Messages produced by SQS listener

SQS listener service listens to notifications sent to AWS SQS (Simple Queue Service) about new files in the S3 bucket. It sends a message with S3 path of the file to [qa|prod]-archive-new Kafka topic for every new file in S3.

As there is only one queue in SQS, we have only one SQS Listener deployed (in production environment) that sends notifications to 2 environments: qa and prod.

Schema version

1 (unofficial)

Description

Messages produced into [qa|prod]-archive-new topic are created by SQS listener for each new object created in S3. These messages have very simple format consisting of just three attributes:

cluster ID
path to S3 object
message ID

Basic format

Messages are stored in JSON format and have to contain three attributes:

cluster_id (string with UUID value) cluster ID
path (string) path to an object stored in AWS S3
sqs_message_id (positive integer) ID of the SQS message

`cluster_id` attribute

Attribute cluster_id uses its canonical textual representation: the 16 octets of a UUID are represented as 32 hexadecimal (base-16) digits, displayed in five groups separated by hyphens, in the form 8-4-4-4-12 for a total of 36 characters (32 hexadecimal characters and 4 hyphens).
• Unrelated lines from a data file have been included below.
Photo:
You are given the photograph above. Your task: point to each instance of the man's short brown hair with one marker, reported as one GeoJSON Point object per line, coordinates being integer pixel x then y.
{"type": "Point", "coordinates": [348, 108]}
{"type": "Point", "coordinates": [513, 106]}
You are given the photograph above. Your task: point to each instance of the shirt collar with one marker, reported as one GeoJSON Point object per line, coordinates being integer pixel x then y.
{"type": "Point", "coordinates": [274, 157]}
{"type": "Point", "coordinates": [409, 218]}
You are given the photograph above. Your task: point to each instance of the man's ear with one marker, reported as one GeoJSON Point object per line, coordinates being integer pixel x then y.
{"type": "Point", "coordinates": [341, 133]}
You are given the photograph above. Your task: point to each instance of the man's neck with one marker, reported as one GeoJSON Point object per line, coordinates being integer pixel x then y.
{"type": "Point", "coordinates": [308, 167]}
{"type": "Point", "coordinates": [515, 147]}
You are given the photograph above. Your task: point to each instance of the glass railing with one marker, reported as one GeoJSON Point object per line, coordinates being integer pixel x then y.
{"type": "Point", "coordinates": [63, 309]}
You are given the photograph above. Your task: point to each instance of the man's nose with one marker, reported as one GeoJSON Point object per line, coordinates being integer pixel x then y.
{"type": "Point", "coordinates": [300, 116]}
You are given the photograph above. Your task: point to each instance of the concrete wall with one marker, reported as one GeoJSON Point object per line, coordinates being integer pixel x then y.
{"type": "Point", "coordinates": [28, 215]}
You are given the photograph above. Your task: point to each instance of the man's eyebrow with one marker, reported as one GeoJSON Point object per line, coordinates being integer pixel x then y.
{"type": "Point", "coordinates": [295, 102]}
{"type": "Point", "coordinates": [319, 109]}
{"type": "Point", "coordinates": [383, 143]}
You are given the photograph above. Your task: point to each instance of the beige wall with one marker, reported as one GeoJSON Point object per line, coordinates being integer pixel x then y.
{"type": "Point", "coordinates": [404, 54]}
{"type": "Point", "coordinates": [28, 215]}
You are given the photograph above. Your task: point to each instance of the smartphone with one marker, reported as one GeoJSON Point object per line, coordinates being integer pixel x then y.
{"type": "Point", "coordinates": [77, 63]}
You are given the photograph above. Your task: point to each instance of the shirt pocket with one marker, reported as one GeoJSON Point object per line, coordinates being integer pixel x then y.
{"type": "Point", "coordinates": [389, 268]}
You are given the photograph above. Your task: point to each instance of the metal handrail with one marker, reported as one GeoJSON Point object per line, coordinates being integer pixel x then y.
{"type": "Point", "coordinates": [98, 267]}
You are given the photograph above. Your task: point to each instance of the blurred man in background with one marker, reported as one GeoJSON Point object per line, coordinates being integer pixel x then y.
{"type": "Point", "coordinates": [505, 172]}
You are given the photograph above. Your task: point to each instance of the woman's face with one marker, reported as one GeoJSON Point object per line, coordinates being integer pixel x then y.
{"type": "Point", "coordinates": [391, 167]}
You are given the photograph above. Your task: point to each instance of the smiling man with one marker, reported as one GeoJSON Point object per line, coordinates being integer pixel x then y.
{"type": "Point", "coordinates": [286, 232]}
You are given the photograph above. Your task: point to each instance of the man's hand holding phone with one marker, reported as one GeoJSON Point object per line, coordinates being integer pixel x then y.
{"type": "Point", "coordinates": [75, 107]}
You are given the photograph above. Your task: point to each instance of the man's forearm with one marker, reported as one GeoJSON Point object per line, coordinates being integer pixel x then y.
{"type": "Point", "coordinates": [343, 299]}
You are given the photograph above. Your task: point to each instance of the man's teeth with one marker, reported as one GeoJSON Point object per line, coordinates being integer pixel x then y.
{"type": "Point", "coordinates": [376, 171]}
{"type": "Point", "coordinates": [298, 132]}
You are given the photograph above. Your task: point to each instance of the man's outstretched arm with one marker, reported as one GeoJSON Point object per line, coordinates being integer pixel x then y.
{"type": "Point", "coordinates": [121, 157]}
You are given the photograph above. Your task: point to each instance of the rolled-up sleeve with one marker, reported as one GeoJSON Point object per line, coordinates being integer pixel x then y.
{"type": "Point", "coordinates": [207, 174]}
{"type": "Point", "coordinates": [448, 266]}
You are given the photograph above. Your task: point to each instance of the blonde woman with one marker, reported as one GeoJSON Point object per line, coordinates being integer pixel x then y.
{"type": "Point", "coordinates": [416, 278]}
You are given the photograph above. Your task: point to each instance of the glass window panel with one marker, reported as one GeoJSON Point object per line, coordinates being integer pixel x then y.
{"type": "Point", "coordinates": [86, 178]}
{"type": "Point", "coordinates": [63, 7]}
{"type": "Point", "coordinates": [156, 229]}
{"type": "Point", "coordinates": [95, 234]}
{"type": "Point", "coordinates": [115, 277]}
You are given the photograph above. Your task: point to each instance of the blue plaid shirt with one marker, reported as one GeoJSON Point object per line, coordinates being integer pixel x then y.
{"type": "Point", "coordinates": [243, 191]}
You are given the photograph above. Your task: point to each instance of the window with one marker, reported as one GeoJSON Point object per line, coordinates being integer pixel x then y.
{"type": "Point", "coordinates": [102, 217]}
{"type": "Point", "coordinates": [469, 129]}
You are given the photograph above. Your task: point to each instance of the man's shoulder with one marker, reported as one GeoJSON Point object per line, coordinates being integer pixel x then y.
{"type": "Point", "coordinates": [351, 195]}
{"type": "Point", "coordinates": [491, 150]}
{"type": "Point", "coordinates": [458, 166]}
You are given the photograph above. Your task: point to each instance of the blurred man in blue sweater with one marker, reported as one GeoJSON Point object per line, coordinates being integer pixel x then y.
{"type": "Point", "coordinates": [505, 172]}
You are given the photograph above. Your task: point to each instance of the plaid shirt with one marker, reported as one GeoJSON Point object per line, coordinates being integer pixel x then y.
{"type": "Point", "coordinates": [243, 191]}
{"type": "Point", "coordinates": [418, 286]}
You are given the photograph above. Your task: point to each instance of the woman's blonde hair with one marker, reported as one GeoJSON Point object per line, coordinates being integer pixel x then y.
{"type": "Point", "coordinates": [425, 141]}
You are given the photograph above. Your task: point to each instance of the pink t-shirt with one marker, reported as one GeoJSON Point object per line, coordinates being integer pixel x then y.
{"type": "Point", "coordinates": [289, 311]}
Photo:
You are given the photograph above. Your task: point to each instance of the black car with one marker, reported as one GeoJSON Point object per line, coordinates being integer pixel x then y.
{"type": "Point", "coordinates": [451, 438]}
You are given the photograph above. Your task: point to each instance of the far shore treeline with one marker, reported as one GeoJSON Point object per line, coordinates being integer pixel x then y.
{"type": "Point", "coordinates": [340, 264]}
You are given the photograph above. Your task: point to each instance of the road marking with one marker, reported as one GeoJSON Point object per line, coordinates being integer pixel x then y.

For more information please look at https://en.wikipedia.org/wiki/Universally_unique_identifier.

An example of UUID:

3ba9b042-b8b8-4714-98e9-17915c2eeb95

`path` attribute

This attribute contains path to object stored in AWS S3. It must be real path with chunks splitted by slash character.

An example of path:

1234567/abcd1234-1234-abcd-5678-1234abcd1234/20200609125740-1234567890abcdef1234567890abcdef

`sqs_message_id` attribute

This attribute contains a positive integer with message ID that can be used to delete message on delivery (in SQS Listener)

An example of message ID:

Attributes extraction

Messages taken from SQS has the following format:

{
    "Messages": [
        {
            "MessageId": "abcd1234-1234-abcd-5678-1234abcd1234",
            "ReceiptHandle": "123",
            "MD5OfBody": "09b5bfe7a082c6f4f24c0e81cafebabe",
            "Body": '{"Records": [{"s3": {"object": {"key": "1234567/abcd1234-1234-abcd-5678-1234abcd1234/20200609125740-1234567890abcdef1234567890abcdef","size": 11805,"eTag": "9876543210abcdef9876543210abcdef","sequencer": "00E5FD87444DFD5752"}}}]}',
            "Attributes": {
                "SenderId": "123456",
                "ApproximateFirstReceiveTimestamp": "1591707477622",
                "ApproximateReceiveCount": "1",
                "SentTimestamp": "1591707468964",
            },
        }
    ],
    "ResponseMetadata": {
        "RequestId": "12345678-aaaa-bbbb-cccc-dddddddddddd",
        "HTTPStatusCode": 200,
        "HTTPHeaders": {
            "x-amzn-requestid": "98765432-1111-2222-3333-1234abcd1234",
            "date": "Tue, 09 Jun 2020 12:51:50 GMT",
            "content-type": "text/xml",
            "content-length": "22437",
        },
        "RetryAttempts": 0,
    },
}

Two sub-nodes are needed to construct a new message:

Messages[0]/ReceiptHandle
Messages[0]/Body

The first sub-node is used to create sqs_message_id. Second sub-node needs to be deserialized from JSON. Deserialized form of Body sub-node looks like:

{
  "Records": [
    {
      "s3": {
        "object": {
          "key": "1234567/abcd1234-1234-abcd-5678-1234abcd1234/20200609125740-1234567890abcdef1234567890abcdef",
          "size": 11805,
          "eTag": "9876543210abcdef9876543210abcdef",
          "sequencer": "00E5FD87444DFD5752"
        }
      }
    }
  ]
}

path is gathered from key sub-sub-node. cluster_id as also recreated from key sub-node by taking the second item from path. For example if the key attribute contains:

1234567/abcd1234-1234-abcd-5678-1234abcd1234/20200609125740-1234567890abcdef1234567890abcdef

cluster_id will be:

abcd1234-1234-abcd-5678-1234abcd1234

Possible enhancements

Not needed at this moment as the schema is super simple.